Titel: Stuttgart atmet Fußball – und Bilal El Khannouss ist mittendrin
Bilal El Khannouss steht erst seit wenigen Tagen beim VfB Stuttgart unter Vertrag, und doch wirkt es, als sei er schon viel länger Teil dieses Vereins. Es ist nicht nur das Trikot mit dem roten Brustring, das ihm gut steht – es ist die Haltung, die Bereitschaft, und diese Mischung aus Bescheidenheit und Ehrgeiz, die ihn sofort zu einem Hoffnungsträger machen.
Der Wechsel aus Genk in die Bundesliga war ein mutiger Schritt. Viele junge Spieler zögern, wenn es darum geht, ihre Komfortzone zu verlassen. Nicht so El Khannouss. „Ich wollte mich weiterentwickeln. Und der VfB hat mir das Gefühl gegeben, dass ich hier wachsen kann“, erklärte er bei seiner Vorstellung.
Sein Debüt in der Fremde – ein Auswärtsspiel unter Flutlicht – verlief unspektakulär, aber vielversprechend. Er wurde spät eingewechselt, zeigte aber in wenigen Ballaktionen, worauf sich die Fans freuen dürfen: Ruhe am Ball, präzise Pässe, clevere Bewegungen zwischen den Linien. Kein hektischer Neuling, sondern ein Spieler, der seine Rolle versteht.

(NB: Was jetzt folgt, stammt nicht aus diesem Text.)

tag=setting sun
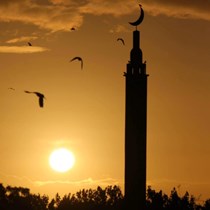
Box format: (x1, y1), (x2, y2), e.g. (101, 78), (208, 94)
(49, 148), (75, 173)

Jetzt wartet das erste Heimspiel. Freitagabend, Mercedes-Benz Arena, über 50.000 Menschen – darunter Tausende, die genau auf diesen Moment gespannt sind: Wie wird sich der junge Marokkaner vor heimischem Publikum präsentieren?
Im Training zeigt er sich fokussiert, lacht viel, kommuniziert auf Französisch und Englisch mit den Mitspielern, und immer öfter auch auf Deutsch. Der Klub unterstützt ihn intensiv bei der Eingewöhnung. In der Stadt hat er bereits eine Wohnung gefunden, unweit des Kesselrands, ruhig gelegen, mit Blick ins Grüne – ein Rückzugsort, den er nach intensiven Tagen schätzt.
Doch El Khannouss weiß, dass im Fußball nicht viel Zeit für Eingewöhnung bleibt. „Ich möchte dem Trainer zeigen, dass ich bereit bin – nicht irgendwann, sondern jetzt.“ Die Konkurrenz im Mittelfeld ist stark, doch intern lobt man bereits seine Spielintelligenz und die außergewöhnliche Technik. Im Training überzeugt er durch Übersicht und saubere Entscheidungsfindung – auch unter Druck.
Der VfB hat sich in den letzten Jahren einen Ruf erarbeitet, junge Talente nicht nur zu holen, sondern auch weiterzubringen. Spieler wie Wataru Endo, Josha Vagnoman oder Enzo Millot sind Beispiele dafür. El Khannouss könnte der nächste in dieser Reihe sein – ein Mittelfeldstratege, der nicht nur mitspielt, sondern den Takt vorgibt.
Freitag ist mehr als nur ein Spiel. Es ist die Bühne, auf der Bilal El Khannouss erstmals seine neue Heimat richtig spüren wird. Ein gelungener Auftritt – vielleicht sogar mit einem Tor oder einer Vorlage – könnte der Auftakt zu etwas Größerem sein.
Die Cannstatter Kurve ist bereit. Stuttgart ist bereit. Und Bilal El Khannouss? Er wirkt, als sei er genau dort angekommen, wo er hingehört.